Recommended evaluation checklist for CIOs and data leaders​

  • Confirm SAP ICC certification details: scope, level, certificate number and SAP Certified Solutions Directory listing.
  • Require vendor demonstration of the exact SAP integration pattern and API usage.
  • Run a focused POC with realistic volumes and month‑end scenarios — include Power BI users.
  • Validate lineage, KPI parity, and sign‑offs from finance/HR owners.
  • Stress test CDC configuration for latency, data drift and cost modelling.
  • Check security posture: encryption, key management and identity integration with corporate IAM.
  • Confirm re‑certification commitments and roadmap alignment with SAP release cycles.
  • Request detailed TCO modelling for Azure costs (storage, Databricks, ADF pipelines).
  • Assess vendor support SLAs for incident response and upgrade windows.
  • Plan for a staged BW rationalisation: inventory → rationalise → migrate → validate.

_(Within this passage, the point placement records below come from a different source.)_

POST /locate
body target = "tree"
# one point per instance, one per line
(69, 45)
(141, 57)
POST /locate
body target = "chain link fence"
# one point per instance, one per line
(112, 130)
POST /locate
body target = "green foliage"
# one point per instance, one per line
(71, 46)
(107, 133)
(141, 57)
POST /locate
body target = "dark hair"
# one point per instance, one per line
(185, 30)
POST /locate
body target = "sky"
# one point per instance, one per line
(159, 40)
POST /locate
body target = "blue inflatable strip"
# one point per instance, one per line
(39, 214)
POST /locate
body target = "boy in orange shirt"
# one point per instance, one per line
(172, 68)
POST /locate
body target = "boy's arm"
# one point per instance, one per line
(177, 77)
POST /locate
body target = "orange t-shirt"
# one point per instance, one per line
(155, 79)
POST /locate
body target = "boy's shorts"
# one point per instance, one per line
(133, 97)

Commercial and organisational considerations​

  • Licensing and procurement: Understand how SparQ is licensed (subscription, per‑instance, per‑node) and whether Azure services are included or billed separately.
  • Governance model: Organisations should decide early which team owns the semantic layer (central data team, SAP team, or a hybrid centre of excellence).
  • Skills and change management: Modernising reporting demands cross‑training — SAP functional teams, data engineers (Databricks/ADF), and Power BI authors must collaborate on rules, definitions and validations.
  • Hybrid operations: Many customers will run a hybrid scenario for months (or years) where BW remains in production for certain reports while Spark/Azure targets replace others. Migration runbooks must address dual‑write, reconciliation and cutover procedures.

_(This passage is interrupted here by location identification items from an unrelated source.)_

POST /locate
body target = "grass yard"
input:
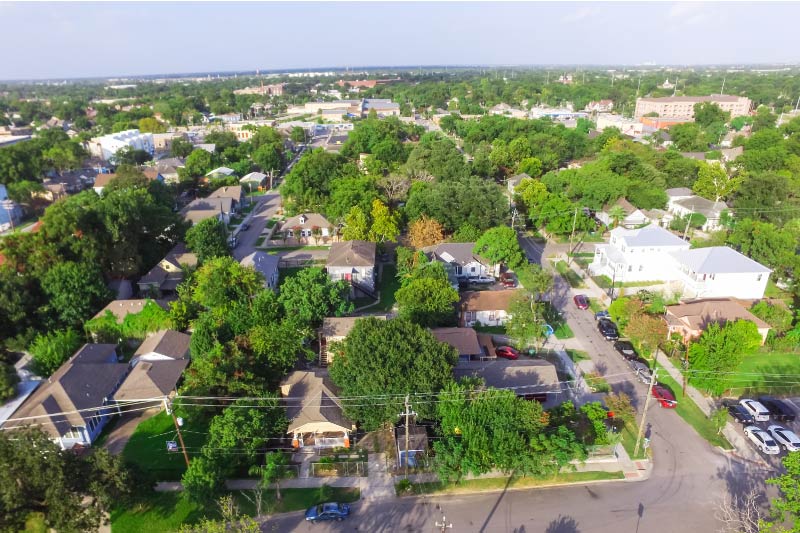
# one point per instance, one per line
(166, 511)
(570, 275)
(763, 373)
(692, 414)
(147, 448)
(501, 483)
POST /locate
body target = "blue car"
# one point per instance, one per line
(328, 511)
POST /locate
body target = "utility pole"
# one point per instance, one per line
(444, 525)
(644, 412)
(180, 436)
(571, 235)
(408, 413)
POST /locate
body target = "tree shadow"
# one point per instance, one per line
(563, 524)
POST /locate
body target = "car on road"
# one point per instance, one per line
(762, 440)
(642, 372)
(626, 349)
(759, 412)
(581, 301)
(778, 410)
(607, 329)
(786, 439)
(506, 352)
(664, 397)
(328, 511)
(740, 414)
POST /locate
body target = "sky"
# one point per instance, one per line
(74, 40)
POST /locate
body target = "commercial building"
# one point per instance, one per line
(683, 106)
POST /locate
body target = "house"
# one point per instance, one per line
(122, 308)
(316, 419)
(254, 180)
(719, 271)
(633, 217)
(75, 403)
(300, 228)
(682, 206)
(151, 380)
(165, 277)
(202, 208)
(690, 319)
(637, 255)
(164, 345)
(532, 379)
(488, 308)
(354, 262)
(464, 340)
(459, 260)
(265, 264)
(513, 182)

Where SparQ fits in the broader analytics and AI stack​

SparQ is positioned as the governed source-of-truth layer: it does not replace visualization tools or ML engines but prepares the data those tools consume. In a typical modern Microsoft ecosystem this becomes:
  • S/4HANA Cloud remains the transactional system.
  • SparQ ingests and transforms S/4HANA data and publishes governed models into Azure.
  • Downstream tools (Power BI, Fabric, Databricks notebooks and MLOps pipelines) build analytics and AI use cases on top of the SparQ semantic layer.
  • Central governance (data catalogue, classification and lineage) is enforced at SparQ and propagated downstream.
This approach supports decentralised report creation (citizen developers) while avoiding duplicated business logic, because all Power BI authors use the same governed models.

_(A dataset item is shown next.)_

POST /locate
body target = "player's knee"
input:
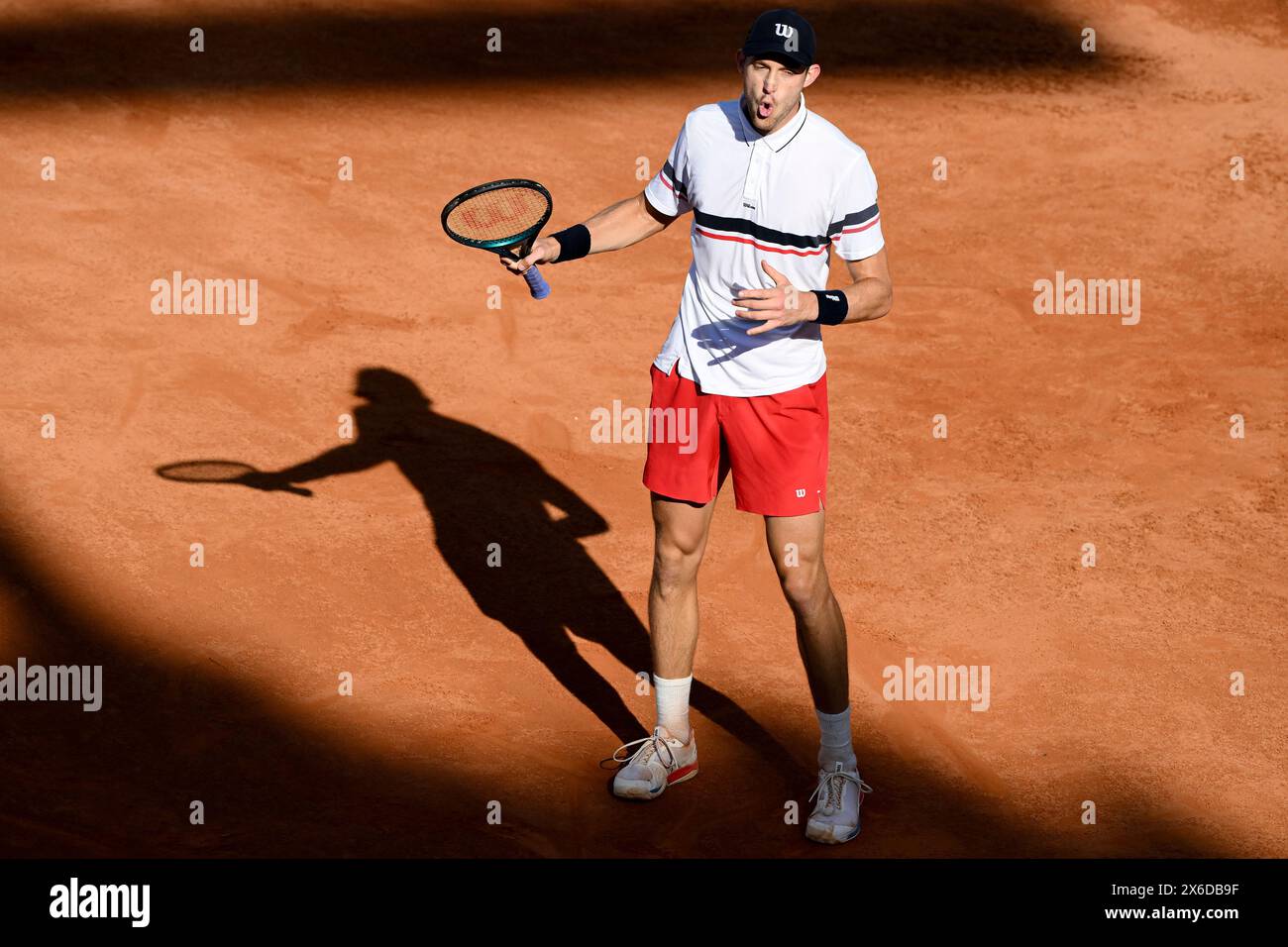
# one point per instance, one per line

Final assessment — practical verdict for WindowsForum readers​

Kagool’s announcement that SparQ (v2.3) is SAP‑certified for clean core with SAP S/4HANA Cloud is strategically relevant to organisations wrestling with BW migrations, KPI sprawl and AI readiness. The product’s core claims — governed SAP→Azure pipelines, prebuilt domains, lineage and the BW Analyser — map directly to common pain points we hear from CIOs and finance leaders.
That said, an announced certification and vendor marketing do not replace independent verification. The clean‑core certification program is real and meaningful; it requires partners to follow SAP‑endorsed integration approaches and to re‑certify for new SAP releases. Before committing to a platform like SparQ, organisations should:
  • Confirm the SAP ICC listing and the certification scope.
  • Understand the exact SAP interfaces used, and validate that they align with internal security and performance requirements.
  • Run a realistic POC that exercises month‑end volumes, lineage checks and RLS/CLS enforcement.
  • Model operational Azure costs and the expected savings from BW rationalisation.
If the certification and the POC both check out, SparQ should shorten migration timelines, reduce reporting inconsistency, and accelerate the safe adoption of analytics and generative AI on top of SAP data — without stuffing custom logic into the ERP core. For organisations prioritising clean core hygiene while demanding faster insight delivery, that combination is both compelling and pragmatic.
In short: the certification news is worth attention, but treat it as the beginning of technical due diligence — verify, test at scale, and align commercial commitments before you place production workloads on any new integration fabric.